Regarding legal aspects in Vietnam, Options trading does not have clear specific regulations yet. It follows Decree 158/2020 on derivatives securities. Currently, Vietnam’s stock market only allows Futures trading on the VN30 index. To trade Options, investors must turn to international platforms. According to HNX statistics, by November 2022, there were over 1.15 million derivative trading accounts in Vietnam, with Futures volume on VN30 increasing from about 11,000 contracts per session in 2017 to nearly 250,000 contracts per session in the first 11 months of 2022. The market is rapidly developing.
Now I want to share some practical strategies that investors are using. The Covered Call strategy involves owning stocks while selling call options on them. This helps generate additional income from premiums if the price doesn’t exceed the strike. Many use this to optimize profits in sideways markets.
The Long Put strategy involves buying a put option, expecting the price to fall. The advantage is that profits can multiply if the price drops sharply. The downside is that if the price doesn’t fall, you lose the premium paid.
Married Put is when you own an asset and simultaneously buy a put option.
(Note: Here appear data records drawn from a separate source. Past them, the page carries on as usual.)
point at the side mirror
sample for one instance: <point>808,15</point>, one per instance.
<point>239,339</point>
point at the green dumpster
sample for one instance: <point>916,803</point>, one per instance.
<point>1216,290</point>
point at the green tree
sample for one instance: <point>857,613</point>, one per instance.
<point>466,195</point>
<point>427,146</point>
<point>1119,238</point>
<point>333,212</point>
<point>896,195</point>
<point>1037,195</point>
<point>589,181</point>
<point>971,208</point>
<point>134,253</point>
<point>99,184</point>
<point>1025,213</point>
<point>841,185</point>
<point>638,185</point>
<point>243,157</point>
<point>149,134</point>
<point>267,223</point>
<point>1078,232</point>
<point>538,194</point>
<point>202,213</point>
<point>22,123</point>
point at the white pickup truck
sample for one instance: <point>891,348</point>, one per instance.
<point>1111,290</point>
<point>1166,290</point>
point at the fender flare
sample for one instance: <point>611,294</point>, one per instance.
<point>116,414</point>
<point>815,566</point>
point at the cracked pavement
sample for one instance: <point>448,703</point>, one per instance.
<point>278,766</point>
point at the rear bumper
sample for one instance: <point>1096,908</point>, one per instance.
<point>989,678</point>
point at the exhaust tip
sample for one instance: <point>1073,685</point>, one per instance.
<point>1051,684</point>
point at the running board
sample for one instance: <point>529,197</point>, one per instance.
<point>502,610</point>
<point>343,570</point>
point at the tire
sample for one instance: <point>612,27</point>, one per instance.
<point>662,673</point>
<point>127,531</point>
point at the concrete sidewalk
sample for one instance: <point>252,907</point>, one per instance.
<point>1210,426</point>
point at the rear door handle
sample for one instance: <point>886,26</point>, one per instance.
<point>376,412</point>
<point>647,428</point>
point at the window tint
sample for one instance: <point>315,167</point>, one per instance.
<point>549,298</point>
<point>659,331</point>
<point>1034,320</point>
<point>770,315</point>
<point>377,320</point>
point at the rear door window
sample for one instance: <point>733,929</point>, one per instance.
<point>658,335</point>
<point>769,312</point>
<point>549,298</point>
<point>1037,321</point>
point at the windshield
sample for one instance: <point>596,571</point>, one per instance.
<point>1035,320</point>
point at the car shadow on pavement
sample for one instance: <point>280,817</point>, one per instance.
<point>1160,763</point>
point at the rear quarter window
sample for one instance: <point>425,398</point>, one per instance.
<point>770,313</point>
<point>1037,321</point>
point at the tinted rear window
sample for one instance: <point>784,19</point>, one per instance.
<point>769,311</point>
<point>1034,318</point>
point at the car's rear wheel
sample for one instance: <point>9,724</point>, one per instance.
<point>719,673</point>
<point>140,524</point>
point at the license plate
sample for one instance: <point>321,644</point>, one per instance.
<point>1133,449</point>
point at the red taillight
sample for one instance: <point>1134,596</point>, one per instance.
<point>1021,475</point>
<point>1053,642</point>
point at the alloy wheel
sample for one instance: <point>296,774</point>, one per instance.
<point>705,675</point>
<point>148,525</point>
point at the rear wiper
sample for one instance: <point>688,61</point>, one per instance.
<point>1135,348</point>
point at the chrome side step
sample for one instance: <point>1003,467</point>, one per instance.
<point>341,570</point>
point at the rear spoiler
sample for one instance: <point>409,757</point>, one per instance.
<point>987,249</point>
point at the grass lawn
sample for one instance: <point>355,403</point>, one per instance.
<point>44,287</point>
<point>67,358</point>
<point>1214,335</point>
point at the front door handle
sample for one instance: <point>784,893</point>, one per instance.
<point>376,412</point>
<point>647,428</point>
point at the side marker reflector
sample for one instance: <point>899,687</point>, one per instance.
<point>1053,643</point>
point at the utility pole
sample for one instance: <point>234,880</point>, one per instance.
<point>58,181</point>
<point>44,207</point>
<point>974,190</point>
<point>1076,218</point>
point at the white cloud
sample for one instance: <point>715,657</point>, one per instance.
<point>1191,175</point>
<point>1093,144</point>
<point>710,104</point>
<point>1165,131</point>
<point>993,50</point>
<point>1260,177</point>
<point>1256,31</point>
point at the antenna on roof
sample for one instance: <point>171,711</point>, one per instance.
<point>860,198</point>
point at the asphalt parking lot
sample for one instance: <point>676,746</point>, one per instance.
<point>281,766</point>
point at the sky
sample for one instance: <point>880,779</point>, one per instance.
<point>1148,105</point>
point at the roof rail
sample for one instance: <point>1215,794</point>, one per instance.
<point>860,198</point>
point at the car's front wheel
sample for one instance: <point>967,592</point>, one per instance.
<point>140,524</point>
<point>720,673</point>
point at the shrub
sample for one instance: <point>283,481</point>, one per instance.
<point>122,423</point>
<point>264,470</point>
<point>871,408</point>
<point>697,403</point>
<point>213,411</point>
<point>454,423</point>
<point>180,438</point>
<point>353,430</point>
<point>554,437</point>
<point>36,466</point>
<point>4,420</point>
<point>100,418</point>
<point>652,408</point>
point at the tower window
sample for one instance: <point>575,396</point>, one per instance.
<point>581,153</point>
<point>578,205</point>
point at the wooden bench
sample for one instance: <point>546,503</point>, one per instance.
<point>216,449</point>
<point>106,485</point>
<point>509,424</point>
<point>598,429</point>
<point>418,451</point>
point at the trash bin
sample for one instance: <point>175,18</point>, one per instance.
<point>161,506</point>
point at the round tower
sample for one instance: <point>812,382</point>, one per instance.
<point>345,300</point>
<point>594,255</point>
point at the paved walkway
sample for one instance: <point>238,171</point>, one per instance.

This is a way to hedge risk when you expect the price to rise but want protection against a decline. If the price drops, the put will offset the loss.
Protective Put is very suitable for the Vietnamese market. For example, you hold a portfolio of bank stocks worth 2 billion VND. You worry that interest rate hikes might cause a market correction in Q1 2026. You allocate 2% of your capital (40 million VND) to buy a VN30 Put Option. If the market drops 15%, your portfolio loses 300 million VND, but the Put Option could profit 400-500 million VND thanks to leverage. You not only avoid losses but also gain extra capital to buy the dip. If the market continues to rise, you only lose the 40 million VND premium, while your 2 billion VND portfolio grows strongly. That’s an acceptable cost for peace of mind.
I see Options differ from Warrants (CW) and Futures in many ways. With Options, any investor can sell, while Warrants are issued only by securities companies. Options allow both buying and selling (two-way), Warrants usually only allow buying. Options are highly flexible with hundreds of strategies, Warrants are more passive. Futures require you to buy or sell at expiration, Options do not.
If you want to trade Options, you need to find international platforms that support it because the Vietnamese market is not yet open. When choosing a platform, pay attention to whether it is regulated by international financial authorities, what tools it offers, customer service quality, platform usability, and leverage options.
I want to emphasize that Options trading carries high risks. It is not suitable for all investors, especially beginners. Before starting, learn thoroughly. When ready, start small and increase gradually with experience. Focus on one asset you understand well at first. Always have a clear strategy and stick to it.
In summary, Options are a powerful tool to expand profit opportunities and hedge risks. But they require knowledge, skills, and discipline. If you are willing to learn and manage risks well, they can become an important part of your investment strategy.